Anyone Can Whistle @ Jermyn Street Theatre, London

cast list
Issy van Randwyck, Alistair Robins, Leo Andrew, Karl Moffatt, Nick Trumble, Rosalie Craig, Sophie Jug, Richard Colvin, Lloyd Gorman, Deborah Hewitt, Elizabeth Reid, Rhiannon Sommers, Jessica Adair/Martha Tipper, David Ricardo-Pearce

directed by
Tom Littler

musical direction by
Tom Attwood
In case you hadn’t noticed, this year sees the 80th birthday of Stephen Sondheim and we’re in for a slew of celebrations over the coming months.

If not starting at the very beginning, things kick off with a revival of the composer’s early Arthur Laurents collaboration Anyone Can Whistle at the Jermyn Street Theatre.

At what point does a work reputed to be “ahead of its time” slip into datedness without ever having arrived? The show famously opened and closed in nine days in 1964 and Tom Littler’s production gives us some clues as to why it’s never had a full West End staging or an enduring run anywhere.

Sondheim has always been accused of trying to be clever, and he usually is, but here he’s stuck in the goo, in a stew, dramaturgically-speaking. It’s all very heavy-handed, emphasised by Littler’s production, which seeks to draw the strongest possible parallels with what was starting to happen in Germany at the time of the depression-hit setting.

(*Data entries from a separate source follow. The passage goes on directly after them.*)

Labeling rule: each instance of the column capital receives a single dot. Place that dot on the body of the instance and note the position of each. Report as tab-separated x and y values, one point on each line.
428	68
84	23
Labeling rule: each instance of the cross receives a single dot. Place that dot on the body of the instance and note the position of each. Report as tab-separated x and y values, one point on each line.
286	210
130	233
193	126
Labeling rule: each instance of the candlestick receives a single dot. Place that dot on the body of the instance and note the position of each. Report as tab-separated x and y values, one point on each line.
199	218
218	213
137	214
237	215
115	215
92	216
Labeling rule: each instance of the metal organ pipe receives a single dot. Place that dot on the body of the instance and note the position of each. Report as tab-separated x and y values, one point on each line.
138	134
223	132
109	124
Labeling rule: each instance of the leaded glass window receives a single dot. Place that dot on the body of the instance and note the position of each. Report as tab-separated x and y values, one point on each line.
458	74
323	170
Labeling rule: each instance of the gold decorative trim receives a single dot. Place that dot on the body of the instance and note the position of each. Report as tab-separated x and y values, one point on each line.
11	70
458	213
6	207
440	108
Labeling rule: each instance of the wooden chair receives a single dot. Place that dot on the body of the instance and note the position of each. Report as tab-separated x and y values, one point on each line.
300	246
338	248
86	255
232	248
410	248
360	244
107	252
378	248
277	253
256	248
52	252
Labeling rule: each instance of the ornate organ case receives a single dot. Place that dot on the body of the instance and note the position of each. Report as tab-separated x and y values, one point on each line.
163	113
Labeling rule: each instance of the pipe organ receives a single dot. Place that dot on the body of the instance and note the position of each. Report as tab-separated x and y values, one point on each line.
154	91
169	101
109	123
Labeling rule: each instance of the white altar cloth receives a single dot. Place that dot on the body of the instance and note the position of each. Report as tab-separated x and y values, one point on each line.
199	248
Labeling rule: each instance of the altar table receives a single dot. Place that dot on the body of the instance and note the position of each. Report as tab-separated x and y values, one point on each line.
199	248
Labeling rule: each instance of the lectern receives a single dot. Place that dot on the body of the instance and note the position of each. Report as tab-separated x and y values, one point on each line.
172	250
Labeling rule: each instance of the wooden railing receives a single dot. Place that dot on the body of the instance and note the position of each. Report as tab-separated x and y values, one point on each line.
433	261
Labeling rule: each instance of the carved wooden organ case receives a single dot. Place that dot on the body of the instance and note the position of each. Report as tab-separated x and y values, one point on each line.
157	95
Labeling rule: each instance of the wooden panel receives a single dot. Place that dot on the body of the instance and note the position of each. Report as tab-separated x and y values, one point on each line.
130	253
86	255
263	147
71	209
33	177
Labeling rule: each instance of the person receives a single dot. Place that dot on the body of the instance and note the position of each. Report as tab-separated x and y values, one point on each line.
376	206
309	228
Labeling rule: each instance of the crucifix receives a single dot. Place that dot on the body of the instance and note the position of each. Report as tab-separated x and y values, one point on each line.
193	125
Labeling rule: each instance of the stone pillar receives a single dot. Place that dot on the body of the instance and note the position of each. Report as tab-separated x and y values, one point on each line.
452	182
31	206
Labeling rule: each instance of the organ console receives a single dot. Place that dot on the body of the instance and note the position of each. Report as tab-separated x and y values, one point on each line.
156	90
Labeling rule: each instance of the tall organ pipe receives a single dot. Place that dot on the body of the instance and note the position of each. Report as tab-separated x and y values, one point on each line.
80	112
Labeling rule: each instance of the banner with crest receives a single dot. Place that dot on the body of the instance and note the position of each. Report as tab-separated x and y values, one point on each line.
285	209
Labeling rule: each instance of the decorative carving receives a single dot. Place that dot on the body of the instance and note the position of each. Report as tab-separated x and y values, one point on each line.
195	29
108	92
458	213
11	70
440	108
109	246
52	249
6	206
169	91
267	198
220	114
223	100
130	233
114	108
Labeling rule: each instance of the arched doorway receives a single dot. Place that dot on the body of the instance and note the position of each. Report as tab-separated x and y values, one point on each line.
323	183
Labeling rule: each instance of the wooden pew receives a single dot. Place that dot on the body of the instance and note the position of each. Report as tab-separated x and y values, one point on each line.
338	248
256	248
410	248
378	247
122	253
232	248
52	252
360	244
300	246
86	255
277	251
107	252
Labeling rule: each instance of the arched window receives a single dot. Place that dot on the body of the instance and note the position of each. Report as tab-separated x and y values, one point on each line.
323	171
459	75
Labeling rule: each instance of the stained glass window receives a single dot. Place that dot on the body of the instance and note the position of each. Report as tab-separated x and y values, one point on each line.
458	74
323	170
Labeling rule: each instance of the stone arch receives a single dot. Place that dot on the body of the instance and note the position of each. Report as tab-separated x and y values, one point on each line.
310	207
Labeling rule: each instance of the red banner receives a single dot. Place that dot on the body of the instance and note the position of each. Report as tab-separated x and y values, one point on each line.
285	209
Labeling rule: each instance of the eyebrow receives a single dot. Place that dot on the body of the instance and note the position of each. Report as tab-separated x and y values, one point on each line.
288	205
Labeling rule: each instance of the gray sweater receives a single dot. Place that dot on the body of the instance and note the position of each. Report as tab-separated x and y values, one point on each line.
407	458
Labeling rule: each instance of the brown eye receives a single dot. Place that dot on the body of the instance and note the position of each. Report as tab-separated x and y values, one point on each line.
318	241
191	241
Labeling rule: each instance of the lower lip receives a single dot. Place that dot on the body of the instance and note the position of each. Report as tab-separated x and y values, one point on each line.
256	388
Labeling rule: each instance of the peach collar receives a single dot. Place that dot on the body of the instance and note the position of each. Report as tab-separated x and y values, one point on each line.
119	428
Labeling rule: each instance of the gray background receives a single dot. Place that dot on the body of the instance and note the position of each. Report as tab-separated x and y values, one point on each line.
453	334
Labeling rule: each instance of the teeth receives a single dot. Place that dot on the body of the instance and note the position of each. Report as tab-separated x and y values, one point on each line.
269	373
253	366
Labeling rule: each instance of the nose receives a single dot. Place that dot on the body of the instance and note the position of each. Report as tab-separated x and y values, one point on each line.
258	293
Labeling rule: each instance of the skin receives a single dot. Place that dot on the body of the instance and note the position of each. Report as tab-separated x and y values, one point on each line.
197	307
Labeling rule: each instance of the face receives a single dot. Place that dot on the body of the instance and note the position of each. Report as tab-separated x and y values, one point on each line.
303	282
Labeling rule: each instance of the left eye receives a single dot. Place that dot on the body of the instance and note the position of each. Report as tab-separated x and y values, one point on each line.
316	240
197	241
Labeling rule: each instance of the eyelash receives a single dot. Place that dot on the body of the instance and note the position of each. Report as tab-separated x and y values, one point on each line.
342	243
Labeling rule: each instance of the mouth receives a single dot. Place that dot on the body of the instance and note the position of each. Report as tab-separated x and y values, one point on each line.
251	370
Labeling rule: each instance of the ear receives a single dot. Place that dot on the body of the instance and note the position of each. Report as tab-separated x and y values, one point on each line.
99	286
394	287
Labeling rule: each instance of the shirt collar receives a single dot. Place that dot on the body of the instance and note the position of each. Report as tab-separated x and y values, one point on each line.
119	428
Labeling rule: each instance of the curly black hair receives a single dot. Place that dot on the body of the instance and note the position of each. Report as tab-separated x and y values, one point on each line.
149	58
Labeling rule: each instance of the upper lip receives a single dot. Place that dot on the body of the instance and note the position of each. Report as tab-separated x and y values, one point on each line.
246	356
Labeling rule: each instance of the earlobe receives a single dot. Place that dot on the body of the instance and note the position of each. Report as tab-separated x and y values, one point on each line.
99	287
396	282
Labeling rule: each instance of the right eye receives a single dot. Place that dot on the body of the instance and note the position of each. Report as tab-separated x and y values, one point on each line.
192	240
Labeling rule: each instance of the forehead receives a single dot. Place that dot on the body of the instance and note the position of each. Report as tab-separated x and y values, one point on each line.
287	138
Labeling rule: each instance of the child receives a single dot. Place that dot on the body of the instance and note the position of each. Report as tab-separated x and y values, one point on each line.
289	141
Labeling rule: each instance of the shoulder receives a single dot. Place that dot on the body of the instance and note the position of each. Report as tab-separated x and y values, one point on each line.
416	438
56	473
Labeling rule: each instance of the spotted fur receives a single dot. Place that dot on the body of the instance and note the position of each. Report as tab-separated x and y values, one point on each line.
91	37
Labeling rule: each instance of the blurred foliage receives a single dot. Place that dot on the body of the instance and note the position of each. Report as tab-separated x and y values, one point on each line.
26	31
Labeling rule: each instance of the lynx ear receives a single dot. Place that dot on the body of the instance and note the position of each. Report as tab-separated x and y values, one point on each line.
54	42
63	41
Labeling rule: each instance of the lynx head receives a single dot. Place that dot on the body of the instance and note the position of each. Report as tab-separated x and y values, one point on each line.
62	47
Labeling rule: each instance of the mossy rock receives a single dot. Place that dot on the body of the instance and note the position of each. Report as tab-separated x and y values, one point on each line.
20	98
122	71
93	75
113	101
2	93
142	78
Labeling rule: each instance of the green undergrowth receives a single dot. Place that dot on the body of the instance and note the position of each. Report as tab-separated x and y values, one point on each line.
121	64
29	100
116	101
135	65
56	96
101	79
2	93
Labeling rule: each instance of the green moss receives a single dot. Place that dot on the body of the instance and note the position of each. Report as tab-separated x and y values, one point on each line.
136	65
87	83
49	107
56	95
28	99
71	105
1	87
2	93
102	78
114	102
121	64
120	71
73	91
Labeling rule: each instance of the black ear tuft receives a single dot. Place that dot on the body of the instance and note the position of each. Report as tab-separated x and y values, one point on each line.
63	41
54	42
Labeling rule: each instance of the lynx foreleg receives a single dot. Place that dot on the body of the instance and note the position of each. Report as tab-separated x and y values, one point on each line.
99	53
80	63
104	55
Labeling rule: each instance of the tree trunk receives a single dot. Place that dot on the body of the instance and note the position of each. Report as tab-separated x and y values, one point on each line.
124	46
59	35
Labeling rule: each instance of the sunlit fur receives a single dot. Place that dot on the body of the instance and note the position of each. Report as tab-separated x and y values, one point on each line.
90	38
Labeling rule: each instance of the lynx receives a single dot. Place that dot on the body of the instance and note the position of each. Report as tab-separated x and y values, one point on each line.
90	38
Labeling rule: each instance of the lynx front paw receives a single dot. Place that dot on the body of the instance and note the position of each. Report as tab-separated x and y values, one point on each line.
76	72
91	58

In a backwoods small-town, a corrupt bureaucracy invents a “miracle” to stave off bankruptcy. It is then whirled into confusion by an anarchist agitator who, posing as a doctor, jumbles up lunatics (quaintly referred to as Cookies from the Cookie Jar) and ordinary folk. Everything’s topsy-turvy, people play symbols and symbols play symbols, leaving the audience as baffled as most of the characters.

Clarity of storytelling isn’t a factor (although Littler worked on Trevor Nunn’s crystalline A Little Night Music, little seems to have rubbed off in this respect). The pocket-sized stage fair bulges with frantic activity. It’s a good rule for fringe companies with tiny budgets to cut the trappings and focus on the action. Art is much more interesting when abstract rather than when trying to be representational with insufficient means.

A talented bunch of actor-musicians work hard to put across Sondheim’s dazzling lyrics and memorable tunes (the title song, “Everybody Says Don’t” and “There Won’t Be Trumpets” are all familiar from Side by Side by Sondheim and there’s plenty else beside).

Sondheim completists may have to await the outcome of next month’s off-Broadway series of concerts to see if, stripped down and musically-focused, Anyone Can Whistle is anything more than a collection of great songs.